The court agrees with the government that the excerpt the defendant wishes to admit doesn't really address or explain the defendant's statement that he controlled the informants. The statement the defendant seeks to admit is repetitive of portions the court already has allowed. Finally, the next portion the government seeks to admit addresses this issue.

The court will deny the defendant's request as to Dkt. No. 332-1, page 104 lines 15-25; page 105; and page 106 lines 1-7.

The government proposes to admit a segment in which the defendant says he was a "regular person" before seeing the YouTube videos, then he got ideas, he told Steve and Mike about the ideas, then he stopped it. He says he watches videos about how extremist groups kill people and shoot children and mentions that the videos show a link between ISIS and the Masons. Dkt. No. 332-1 at pages 108-109. The defense asks to add eight additional lines, where the defendant says he's seen a lot of videos and that he's 100% against ISIS. The government didn't object originally, and under Rule 106, the additional lines give the defendant's complete statement on the issue.

The court will grant the defendant's request as to Dkt. No. 332-1, page 109 lines 18-25.

Finally, the government will admit six lines where the agent questions the defendant about spending his hard-earned money to buy bigger, better guns only for the purpose of going up north.

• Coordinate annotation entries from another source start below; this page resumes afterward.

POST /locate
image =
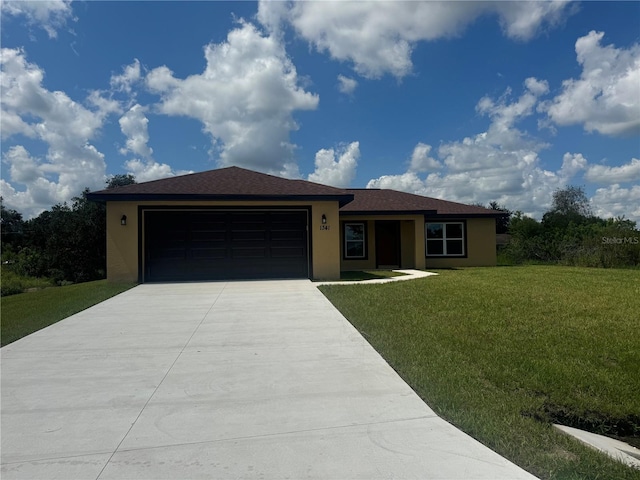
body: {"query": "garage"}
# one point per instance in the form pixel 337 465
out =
pixel 183 245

Id. at page 114. These questions were in response to the defendant denying that an attack was ever going to happen and that he just wanted the guns to go shooting up north, and the defendant seeks to add those statements. The government did not originally object, and the statements the defendant seeks to admit put the agent's questions, and the defendant's answers, in context.

The court will grant the defendant's request as to Dkt. No. 332-1, page 114 at lines 11-17.

C. Conclusion

The government asked to adjourn the start of the trial by two days, to give it the opportunity to determine whether it would seek leave to appeal some of the court's earlier evidentiary rulings, particularly the October 16, 2019 ruling. The court provides this ruling pretrial so that the government can consider whether it impacts the decision about whether to seek leave to appeal; the court assumes that if the government does seek, and receive, such leave, it will include any challenges to this ruling in that appeal.

FootNotes


1. The defendant encourages the court to disregard this statement from Vargas, because the Seventh Circuit didn't decide the defendant's argument on Rule 106 grounds, but on whether the defendant's statement was an excited utterance under Fed. R. Evid. 803(2). Dkt. No. 352 at 4 n.1. The defendant is correct that the court didn't rely on Rule 106 to decide whether the defendant's statement about the truck should have come in, but that doesn't render inapplicable the court's observation that a party can't use Rule 106 to get around the fact that hearsay isn't admissible.